1Centre Nacional d’Anàlisi Genòmica (CNAG), Parc Científic de Barcelona, 08028 Barcelona, Spain
2Dipartimento di Bioscienze, Biotecnologie e Biofarmaceutica, Università degli Studi di Bari, 70126 Bari, Italy
3Istituto di Biomembrane e Bioenergetica del Consiglio Nazionale delle Ricerche (CNR), 70126 Bari, Italy
4Centre de Regulació Genòmica (CRG), 08003 Barcelona, Spain
5Universitat Pompeu Fabra (UPF), 08003 Barcelona, Spain
6Centro di Eccellenza in Genomica Comparata, Università degli Studi di Bari, 70126 Bari, Italy

Received 16 June 2013; Revised 1 August 2013; Accepted 4 August 2013

Academic Editor: Tao Huang

Copyright © 2013 Tyler Alioto et al.

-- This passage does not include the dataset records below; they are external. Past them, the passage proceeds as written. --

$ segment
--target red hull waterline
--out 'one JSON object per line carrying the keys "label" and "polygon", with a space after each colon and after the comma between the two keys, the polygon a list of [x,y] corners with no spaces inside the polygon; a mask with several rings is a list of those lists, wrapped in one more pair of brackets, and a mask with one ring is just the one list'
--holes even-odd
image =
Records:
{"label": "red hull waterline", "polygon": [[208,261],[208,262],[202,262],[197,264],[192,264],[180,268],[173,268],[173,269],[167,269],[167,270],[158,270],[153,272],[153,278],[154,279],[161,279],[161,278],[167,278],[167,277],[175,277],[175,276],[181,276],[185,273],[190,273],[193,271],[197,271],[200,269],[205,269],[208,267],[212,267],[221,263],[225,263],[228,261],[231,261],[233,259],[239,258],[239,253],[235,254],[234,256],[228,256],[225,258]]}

This is an open access article distributed under the Creative Commons Attribution License, which permits unrestricted use, distribution, and reproduction in any medium, provided the original work is properly cited.

Abstract

New genomes are being sequenced at an increasingly rapid rate, far outpacing the rate at which manual gene annotation can be performed. Automated genome annotation is thus necessitated by this growth in genome projects; however, full-fledged annotation systems are usually home-grown and customized to a particular genome. There is thus a renewed need for accurate ab initio gene prediction methods. However, it is apparent that fully ab initio methods fall short of the required level of sensitivity and specificity for a quality annotation. Evidence in the form of expressed sequences gives the single biggest improvement in accuracy when used to inform gene predictions. Here, we present a lightweight pipeline for first-pass gene prediction on newly sequenced genomes. The two main components are ASPic, a program that derives highly accurate, albeit not necessarily complete, EST-based transcript annotations from EST alignments, and GeneID, a standard gene prediction program, which we have modified to take as evidence intron annotations. The introns output by ASPic CDS predictions is given to GeneID to constrain the exon-chaining process and produce predictions consistent with the underlying EST alignments. The pipeline was successfully tested on the entire C. elegans genome and the 44 ENCODE human pilot regions.